By Suzan Fraser, Associated Press Writer

ANKARA, (AP) - The foreign ministers of Turkey and France held talks in Ankara Friday, saying they aimed to heal a relationship damaged by French recognition of the killings of Armenians as genocide.

Turkish Foreign Minister Ismail Cem signaled however, that French companies would continue to be barred from bidding for Turkish defense contracts.

"We have decided to look to the future without forgetting the past," Cem told reporters during a joint press conference. "There is a government decision (regarding
contracts) and that hasn't changed."

France's parliament voted in January to acknowledge what Armenians say was the genocidal slaughter of 1.5 million of their people in an Ottoman Empire campaign to force them from eastern Turkey between 1915 and 1923. Turkey says the death count is inflated, and that Armenians were killed or displaced as the Ottoman Empire tried to quell civil unrest.

Turkey retaliated against several French companies, canceling millions of dollars worth of defense deals.

"The decision taken by the French parliament had a negative affect on our relationship ... but France is traditionally a country in the European Union that supports Turkey," Cem said. Turkey was accepted as a candidate to join the EU in 1999.

Hubert Vedrine, his French counterpart who is on a one-day visit to Turkey, said France wanted "to show solidarity with Turkey in a difficult economic time." The Turkish lira has lost half its dollar value since a crisis broke February.

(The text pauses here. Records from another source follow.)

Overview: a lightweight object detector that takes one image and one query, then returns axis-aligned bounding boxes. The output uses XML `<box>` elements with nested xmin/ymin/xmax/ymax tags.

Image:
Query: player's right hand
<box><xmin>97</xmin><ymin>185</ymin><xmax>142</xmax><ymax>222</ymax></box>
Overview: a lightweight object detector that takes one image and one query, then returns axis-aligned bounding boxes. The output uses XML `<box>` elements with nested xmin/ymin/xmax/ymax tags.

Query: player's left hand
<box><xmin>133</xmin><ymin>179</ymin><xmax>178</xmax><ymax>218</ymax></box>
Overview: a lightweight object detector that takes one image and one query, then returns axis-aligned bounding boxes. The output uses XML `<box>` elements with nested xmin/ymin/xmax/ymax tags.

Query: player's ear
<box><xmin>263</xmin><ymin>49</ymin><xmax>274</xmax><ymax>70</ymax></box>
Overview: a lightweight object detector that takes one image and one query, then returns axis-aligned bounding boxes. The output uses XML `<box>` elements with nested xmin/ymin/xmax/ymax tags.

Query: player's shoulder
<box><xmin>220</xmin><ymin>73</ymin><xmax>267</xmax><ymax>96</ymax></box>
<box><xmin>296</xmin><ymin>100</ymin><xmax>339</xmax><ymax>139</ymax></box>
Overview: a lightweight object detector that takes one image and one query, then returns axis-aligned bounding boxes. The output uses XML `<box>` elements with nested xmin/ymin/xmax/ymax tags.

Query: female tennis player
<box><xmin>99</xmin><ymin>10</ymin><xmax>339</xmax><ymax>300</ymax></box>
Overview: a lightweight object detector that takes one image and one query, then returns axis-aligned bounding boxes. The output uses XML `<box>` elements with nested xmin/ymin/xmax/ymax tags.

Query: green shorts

The ministers said they were keen to maintain a dialogue over Cyprus and European defense plans, two issues where Turkey and the EU disagree. Turkey has warned against EU plans to accept Cyprus as an EU member without a settlement on the island, which has been divided since a Turkish invasion in 1974.

Turkey also opposes plans for an EU defense force which would have access to NATO resources. As a non-EU NATO member, Turkey argues that it should play a role in decision-making in the new force.

Vedrine said the EU had to pay attention to Turkey's concerns but called on Turkey to "understand and facilitate the European project." Vedrine met Prime Minister Bulent Ecevit later Friday. He was not scheduled to meet President Ahmet Necdet Sezer, who is out of town. Newspapers reported that Sezer had snubbed Vedrine in protest of the Armenian genocide resolution.